Yep, I've gone parts of three states and more than 1,000 miles without updating the blog. I'd apologize, but at this point it should be clear that I always do this on a long hike, and I'm only kind of sorry.
At any rate, I've still got 15 more miles to hike before dark tonight, so let's jump straight into the highlights:
Washington... was some of the most beautiful hiking I've ever done. Nearly every day held something particularly striking and beautiful. Lower elevation sections featured immense old-growth trees, the kind that you can only find in the northwest, and brilliant green ferns. Upper elevations held wildflowers and lingering snow patches. While I wouldn't necessarily like the Cascades to be my home base (thick vegetation makes off-trail exploration tedious), visiting the best of this wonderful range was a real treat.
Oregon... was a mixed bag.
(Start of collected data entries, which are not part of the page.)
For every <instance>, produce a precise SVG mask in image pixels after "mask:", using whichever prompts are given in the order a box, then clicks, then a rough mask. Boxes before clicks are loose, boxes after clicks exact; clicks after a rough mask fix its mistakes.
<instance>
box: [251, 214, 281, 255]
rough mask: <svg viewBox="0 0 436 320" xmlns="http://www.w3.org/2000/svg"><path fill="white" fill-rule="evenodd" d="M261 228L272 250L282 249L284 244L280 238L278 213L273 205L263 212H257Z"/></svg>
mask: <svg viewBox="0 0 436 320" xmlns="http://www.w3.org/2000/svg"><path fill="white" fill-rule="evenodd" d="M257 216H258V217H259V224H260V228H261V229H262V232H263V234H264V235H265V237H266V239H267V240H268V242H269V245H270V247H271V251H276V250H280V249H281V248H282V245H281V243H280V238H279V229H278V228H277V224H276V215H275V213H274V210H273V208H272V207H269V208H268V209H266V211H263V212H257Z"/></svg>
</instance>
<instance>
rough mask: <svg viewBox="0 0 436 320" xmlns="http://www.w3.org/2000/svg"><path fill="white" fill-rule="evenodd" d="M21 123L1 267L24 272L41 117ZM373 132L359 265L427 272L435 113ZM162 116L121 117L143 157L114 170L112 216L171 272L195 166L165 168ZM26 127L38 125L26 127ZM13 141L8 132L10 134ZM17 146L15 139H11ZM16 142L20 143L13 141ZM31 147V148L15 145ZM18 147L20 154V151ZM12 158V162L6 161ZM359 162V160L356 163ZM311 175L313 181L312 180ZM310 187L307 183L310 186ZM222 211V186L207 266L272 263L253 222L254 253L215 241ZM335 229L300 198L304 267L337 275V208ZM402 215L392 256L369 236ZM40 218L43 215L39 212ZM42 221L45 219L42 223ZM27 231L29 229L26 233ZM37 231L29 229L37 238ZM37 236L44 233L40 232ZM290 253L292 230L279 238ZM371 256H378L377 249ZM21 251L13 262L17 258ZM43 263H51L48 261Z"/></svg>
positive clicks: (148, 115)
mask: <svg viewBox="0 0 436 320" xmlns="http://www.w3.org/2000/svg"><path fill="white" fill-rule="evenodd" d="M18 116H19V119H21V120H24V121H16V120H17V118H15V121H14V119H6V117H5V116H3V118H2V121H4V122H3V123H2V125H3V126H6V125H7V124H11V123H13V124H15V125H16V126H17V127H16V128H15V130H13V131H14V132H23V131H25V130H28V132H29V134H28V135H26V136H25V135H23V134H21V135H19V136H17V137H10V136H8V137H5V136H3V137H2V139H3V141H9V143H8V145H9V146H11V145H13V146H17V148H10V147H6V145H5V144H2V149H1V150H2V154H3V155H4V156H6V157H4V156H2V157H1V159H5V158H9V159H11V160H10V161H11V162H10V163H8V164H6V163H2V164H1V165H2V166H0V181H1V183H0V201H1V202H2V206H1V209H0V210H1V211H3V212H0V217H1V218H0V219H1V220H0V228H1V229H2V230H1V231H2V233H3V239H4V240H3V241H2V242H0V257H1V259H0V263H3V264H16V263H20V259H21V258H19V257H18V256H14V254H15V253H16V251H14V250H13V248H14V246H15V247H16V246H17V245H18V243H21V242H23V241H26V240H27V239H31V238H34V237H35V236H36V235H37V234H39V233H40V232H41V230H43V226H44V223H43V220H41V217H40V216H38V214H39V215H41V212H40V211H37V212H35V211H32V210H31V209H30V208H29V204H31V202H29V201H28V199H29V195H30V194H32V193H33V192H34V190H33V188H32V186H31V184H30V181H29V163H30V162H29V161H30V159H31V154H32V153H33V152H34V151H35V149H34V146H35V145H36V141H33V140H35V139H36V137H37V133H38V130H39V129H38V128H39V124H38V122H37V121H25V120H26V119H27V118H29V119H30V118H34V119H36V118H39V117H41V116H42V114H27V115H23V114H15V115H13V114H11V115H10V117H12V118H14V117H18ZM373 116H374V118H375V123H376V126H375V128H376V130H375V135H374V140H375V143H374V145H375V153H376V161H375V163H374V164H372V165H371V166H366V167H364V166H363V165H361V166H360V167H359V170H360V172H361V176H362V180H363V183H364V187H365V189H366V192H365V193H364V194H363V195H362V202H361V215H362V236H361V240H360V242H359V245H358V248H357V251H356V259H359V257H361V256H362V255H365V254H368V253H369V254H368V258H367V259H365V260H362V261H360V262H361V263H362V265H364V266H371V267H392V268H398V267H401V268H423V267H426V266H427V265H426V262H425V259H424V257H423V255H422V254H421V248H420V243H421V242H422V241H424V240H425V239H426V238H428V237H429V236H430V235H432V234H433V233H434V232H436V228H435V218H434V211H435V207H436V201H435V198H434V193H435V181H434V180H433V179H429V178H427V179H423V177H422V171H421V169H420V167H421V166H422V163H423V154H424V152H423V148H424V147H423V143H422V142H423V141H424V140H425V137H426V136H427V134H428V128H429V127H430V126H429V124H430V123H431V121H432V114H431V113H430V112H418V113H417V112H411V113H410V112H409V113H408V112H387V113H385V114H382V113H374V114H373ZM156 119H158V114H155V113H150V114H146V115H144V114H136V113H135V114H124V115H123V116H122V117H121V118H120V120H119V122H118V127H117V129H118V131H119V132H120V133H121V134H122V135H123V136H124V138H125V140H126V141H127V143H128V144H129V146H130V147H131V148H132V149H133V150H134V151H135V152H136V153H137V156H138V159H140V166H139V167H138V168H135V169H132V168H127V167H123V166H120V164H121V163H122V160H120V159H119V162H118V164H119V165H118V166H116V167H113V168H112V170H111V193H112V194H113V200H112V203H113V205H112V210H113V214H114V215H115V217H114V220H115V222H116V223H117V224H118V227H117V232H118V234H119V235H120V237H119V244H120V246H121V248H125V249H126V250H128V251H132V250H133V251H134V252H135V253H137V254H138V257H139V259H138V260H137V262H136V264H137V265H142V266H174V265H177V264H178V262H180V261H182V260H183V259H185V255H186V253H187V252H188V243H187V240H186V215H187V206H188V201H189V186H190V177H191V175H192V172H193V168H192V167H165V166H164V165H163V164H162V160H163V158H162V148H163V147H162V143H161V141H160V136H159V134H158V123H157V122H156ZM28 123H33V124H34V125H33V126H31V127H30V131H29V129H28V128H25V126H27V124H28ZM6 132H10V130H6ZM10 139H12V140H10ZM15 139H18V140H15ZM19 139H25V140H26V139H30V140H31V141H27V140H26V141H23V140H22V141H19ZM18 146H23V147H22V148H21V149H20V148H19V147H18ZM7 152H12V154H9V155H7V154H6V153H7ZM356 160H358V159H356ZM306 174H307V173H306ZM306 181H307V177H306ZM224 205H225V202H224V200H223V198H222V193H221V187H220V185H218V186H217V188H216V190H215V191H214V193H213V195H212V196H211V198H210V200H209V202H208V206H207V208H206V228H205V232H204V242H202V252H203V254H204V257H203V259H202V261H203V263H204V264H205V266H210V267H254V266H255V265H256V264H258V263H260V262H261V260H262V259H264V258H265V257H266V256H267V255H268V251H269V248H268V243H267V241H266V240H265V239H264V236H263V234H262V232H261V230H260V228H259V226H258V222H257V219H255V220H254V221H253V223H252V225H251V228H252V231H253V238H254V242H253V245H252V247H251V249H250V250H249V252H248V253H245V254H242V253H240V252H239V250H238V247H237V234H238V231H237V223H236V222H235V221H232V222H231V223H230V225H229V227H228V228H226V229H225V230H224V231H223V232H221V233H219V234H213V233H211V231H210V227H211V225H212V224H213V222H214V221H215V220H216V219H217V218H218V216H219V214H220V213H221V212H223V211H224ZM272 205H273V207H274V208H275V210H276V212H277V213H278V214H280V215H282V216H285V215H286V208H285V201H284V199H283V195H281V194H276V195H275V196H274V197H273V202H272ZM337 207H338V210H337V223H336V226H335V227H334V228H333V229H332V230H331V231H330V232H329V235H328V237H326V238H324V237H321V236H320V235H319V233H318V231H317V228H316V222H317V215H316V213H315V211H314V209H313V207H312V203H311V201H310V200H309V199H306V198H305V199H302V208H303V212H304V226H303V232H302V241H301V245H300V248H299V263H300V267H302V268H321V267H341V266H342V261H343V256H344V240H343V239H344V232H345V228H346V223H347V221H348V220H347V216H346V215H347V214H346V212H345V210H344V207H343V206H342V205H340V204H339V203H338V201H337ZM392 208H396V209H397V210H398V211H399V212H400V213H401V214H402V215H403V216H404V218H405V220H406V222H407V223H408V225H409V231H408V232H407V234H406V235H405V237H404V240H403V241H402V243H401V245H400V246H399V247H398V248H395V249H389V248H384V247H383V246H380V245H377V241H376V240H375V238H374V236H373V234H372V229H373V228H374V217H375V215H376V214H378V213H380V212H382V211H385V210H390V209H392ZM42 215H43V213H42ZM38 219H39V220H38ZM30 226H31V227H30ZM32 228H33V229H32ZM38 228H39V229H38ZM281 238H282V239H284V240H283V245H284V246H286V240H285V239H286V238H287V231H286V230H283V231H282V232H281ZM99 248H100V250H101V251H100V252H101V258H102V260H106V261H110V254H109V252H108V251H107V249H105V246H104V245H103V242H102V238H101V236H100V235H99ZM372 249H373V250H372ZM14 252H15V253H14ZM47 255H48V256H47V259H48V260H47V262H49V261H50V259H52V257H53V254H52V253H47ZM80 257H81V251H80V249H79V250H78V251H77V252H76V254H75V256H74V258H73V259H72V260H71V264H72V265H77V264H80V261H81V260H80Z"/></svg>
Certain parts were magical: the Three Sisters Wilderness, the bizarre and amazing Tunnel Falls (reminiscent of the behind-the-waterfall shortcut in Mario Kart 64), and of course the incomparable Crater Lake. But in truth, I was a little underwhelmed by the PCT's routing through Oregon. It seemed like at least a quarter of the trail through the state was burn area - sometimes a fresh, lunar-surface char, sometimes a decades-old burn that now resembles a Christmas tree farm. Either way, those miles offered little in the way of shade or scenic value. A friend assures me that (much like the CDT through the Greater Yellowstone), Oregon holds lots of promise, and the PCT fails to visit most of the good stuff. Perhaps a third long hike in Oregon awaits me someday!
To keep my spirits up in Oregon, I did two things. First, I picked up a 7.5" lightweight folding saw and did some impromptu trail work. The PCT is generally pretty well-maintained, but after a few years of Covid and big snow years, there are some areas of annoying blowdowns, particularly in the burn areas. I had to start limiting myself to ten blowdowns a day, otherwise I'd just spend all my time cutting and never make my miles. The saw lasted all of a week before I tried cutting a tree that was right at the limit of the saw's capability... and pinched it, breaking the blade. Oh well, it was fun while it lasted. At some point, I'll probably pick up another one. There's a certain degree of reward that comes with helping improve a trail, rather than being just a mere consumer.
Jinxed It: Second, I made my own route. Congrats to everybody who saw that coming! A day before I reached Ashland, the Forest Service closed more than 100 miles of trail in northern California for fires. To date, I'd hit zero fire closures, which was certainly a rarity. While this closure was obviously a disappointment, it offered me the opportunity to engage the route-creator side of my brain. I mapped a 100+ mile re-route that avoided the fire closures and the worst of the downwind smoke areas. It went through a National Monument, two National Forests, and one BLM-managed Wilderness area. It was pretty quick-and-dirty, and at one point an unexpected private property issue forced me to do an additional 25 unpleasant miles on pavement. But overall, it was fun to escape the tyranny of the Red Line for a little bit. Plus, I connected my footsteps around the fires, which does remain strangely important to me.
Aesop's Thru-Hike: On my first thru-hike, I watched older, more experienced hikers carefully. I found that they spent much less time in town than did the twenty-something crowd. They got up early, never did huge miles, but never took much time off either. Despite the fact that they didn't hike fast, they maintained a good pace over the course of weeks or months, because they were slow-and-steady... the tortoise, rather than the hare, in Aesop's fable.
I've never been a fast hiker. But I found that I too could maintain the pace necessary to complete a thru-hike if I minimized town time and maximized trail time. On the PCT, I've taken that strategy to its logical extreme. Since starting the southbound leg in early July, I have not taken any days off, and have only hiked fewer than 20 miles on four occasions. As a consequence, I'm on pace to complete the trail before winter hits the High Sierra in a little more than a month. Just as importantly, doing a trail-oriented hike (rather than a town-oriented hike) has offered me the kind of hiking experience I relish. I avoid the drama and chaos that swirls around trail towns, and spend time truly outside.
Holding Serve: The foot's been okay with this heavy workload, surprisingly. I ask every day for a fresh helping of God's grace (and sometimes for 'two scoops' on particularly painful mornings), and every day, he delivers. I'm getting a lot of 'yes' right now, and it's pretty clear that I'm supposed to be out here, serving him.
What's Next: There are less than 1,000 miles left in my PCT hike. Already, I'm corresponding with friends and family about logistics for the Sierra, the grand finale of my PCT hike. Next update will hopefully come after I finish.